D.S. v. Wawanesa Mutual Insurance Company (17-008334)

The claimant sought entitlement to medical benefits for various dental work. Adjudicator Norris concluded that the dental work was partly reasonable and necessary. He also concluded that the claimant did not need to submit the dental work on an OCF-18. The awarded dental work related only to the teeth that were damaged in the accident. However, the work was noted to put the teeth into a better state than they were prior to the accident because no other treatment options were available.

Applicant v. Aviva Insurance Canada (17-008304)

The claimant sought entitlement to a chronic pain program and a special award. Adjudicator Maleki-Yazdi found the chronic pain program reasonable and necessary. She preferred the evidence of the claimant’s treatment providers and noted that the insurer had not put forward evidence from appropriate experts. A special award was not granted because the claimant failed to explain why such an award was warranted.

F.A. v. Belairdirect Insurance Company (17-007534)

The claimant sought entitlement to five proposed assessments. Adjudicator Norris concluded that the proposed impairment assessment and chronic pain assessment was reasonable and necessary. The psychological, orthopaedic, and physiatry assessments were not awarded.

V.D. v. United Assurance Canada (17-005656)

The claimant sought entitlement to medical benefits proposed in treatment plans for chronic pain treatment and assistive devices (a self-propelled lawnmower and snow blower). The claimant had a pre-existing health history that included two back surgeries, and causation was an issue when determining whether the proposed benefits were reasonable and necessary as a result of the accident. Adjudicator Griffith found that the accident exacerbated the claimant’s pre-existing conditions, but concluded the claimant was not to entitled to the proposed benefits. Adjudicator Griffith found that the proposed chronic pain program was not reasonable and necessary on the basis that previous chronic pain treatment made the benefit in dispute redundant or unnecessary, the claimant did not have a psychological component to her pain issues, and the claimant had reached maximal medical recovery. The self-propelled lawnmower and snow blower were found not to be reasonable and necessary as a result of the accident given the evidence that the claimant could not perform lawn or snow removal tasks at the time of the accident due to pre-existing conditions.

R.M. v. Unica Insurance Inc. (17-007500)

The claimant exhausted his medical benefits coverage and sought payment of catastrophic impairment assessment outside of the medical benefits limits. He sought a total of $9,718. The insurer argued that it was not required to pay for assessments outside of the medical limits, and in the alternative, that one of the proposed assessments was not necessary. Adjudicator Mazerolle concluded that catastrophic impairment assessments are payable outside of the medical benefits limits. However, he also concluded that the assessments had to be reasonable. A proposed file review appeared duplicative of three other proposed assessments. The insurer was ordered to pay $7,718 for the assessments.

S.M. v. Certas Home and Auto Insurance Company

The claimant sought entitlement to medical benefits and removal from the MIG. The insurer argued that one of the treatment plans was barred by the limitation period, and should be dismissed. Adjudicator Norris agreed that one of the treatment plans could not be disputed because it was dispute more than two years after the denial. Turning to the medical evidence, the adjudicator concluded that the claimant suffered soft tissue injuries and that insufficient evidence of a psychological injury was placed before the Tribunal.

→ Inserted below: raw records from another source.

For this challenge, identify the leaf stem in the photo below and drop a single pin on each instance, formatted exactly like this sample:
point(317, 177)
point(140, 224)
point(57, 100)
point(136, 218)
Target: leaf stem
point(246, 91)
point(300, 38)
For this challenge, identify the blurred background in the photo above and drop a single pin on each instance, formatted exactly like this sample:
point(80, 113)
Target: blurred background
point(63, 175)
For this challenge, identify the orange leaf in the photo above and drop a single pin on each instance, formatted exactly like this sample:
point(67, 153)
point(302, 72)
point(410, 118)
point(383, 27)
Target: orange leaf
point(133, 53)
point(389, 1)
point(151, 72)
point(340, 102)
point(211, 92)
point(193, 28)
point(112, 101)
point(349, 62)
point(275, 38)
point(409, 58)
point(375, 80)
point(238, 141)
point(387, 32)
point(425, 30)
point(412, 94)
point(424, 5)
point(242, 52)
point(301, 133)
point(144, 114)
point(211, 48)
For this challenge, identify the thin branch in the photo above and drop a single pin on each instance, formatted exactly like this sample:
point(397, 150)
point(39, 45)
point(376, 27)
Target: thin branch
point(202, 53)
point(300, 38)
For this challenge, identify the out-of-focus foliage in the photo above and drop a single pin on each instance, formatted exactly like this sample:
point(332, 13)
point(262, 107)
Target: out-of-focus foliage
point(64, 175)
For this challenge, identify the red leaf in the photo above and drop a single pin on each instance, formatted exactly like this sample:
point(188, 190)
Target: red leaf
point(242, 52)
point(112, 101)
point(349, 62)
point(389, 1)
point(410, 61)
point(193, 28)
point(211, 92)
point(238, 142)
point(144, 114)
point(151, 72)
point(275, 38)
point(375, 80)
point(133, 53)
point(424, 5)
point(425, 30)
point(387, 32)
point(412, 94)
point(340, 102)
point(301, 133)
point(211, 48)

D.T. v. Aviva General Insurance (17-004698)

The claimant sought entitlement to two treatment plans for physical therapy. Adjudicator Norris awarded the treatment plan for chiropractic services but denied the treatment plan for physiotherapy services. He held that the chiropractic services made the claimant more functional. The claimant failed to provide evidence that physiotherapy was needed.

Applicant v. The Dominion of Canada General Insurance Company (17-006860)

The claimant sought entitlement to NEBs and various medical benefits. Adjudicator Kepman denied all claims. She held that the claimant’s post-accident presentation was largely the same as the pre-accident presentation, and that he was receiving disability support payments prior to the accident due to significant impairments and disabilities. The claimant’s wife assisted with most activities of daily living before the accident. The claimed treatment plans were not awarded because the claimant had not proven they were related to accident injuries.

K.B. v. Echelon General Insurance Company (18-000655)

The claimant sought a determination that his impairments were outside of the MIG and entitlement to benefits proposed in two treatment plans. Adjudicator Sewrattan found that the claimant’s injuries fell outside of the MIG due to a diagnosis of accident-related concussion and post-concussion symptoms. The claimant was found entitled to the in-dispute driving rehabilitation and occupational therapy assessments.

A. AH. v. Royal Sun Alliance Insurance (17-006850)

The claimant sought entitlement to the cost of various prescription medications. Adjudicator Letourneau found that some of the prescriptions in dispute were reasonable and necessary as a result of the accident.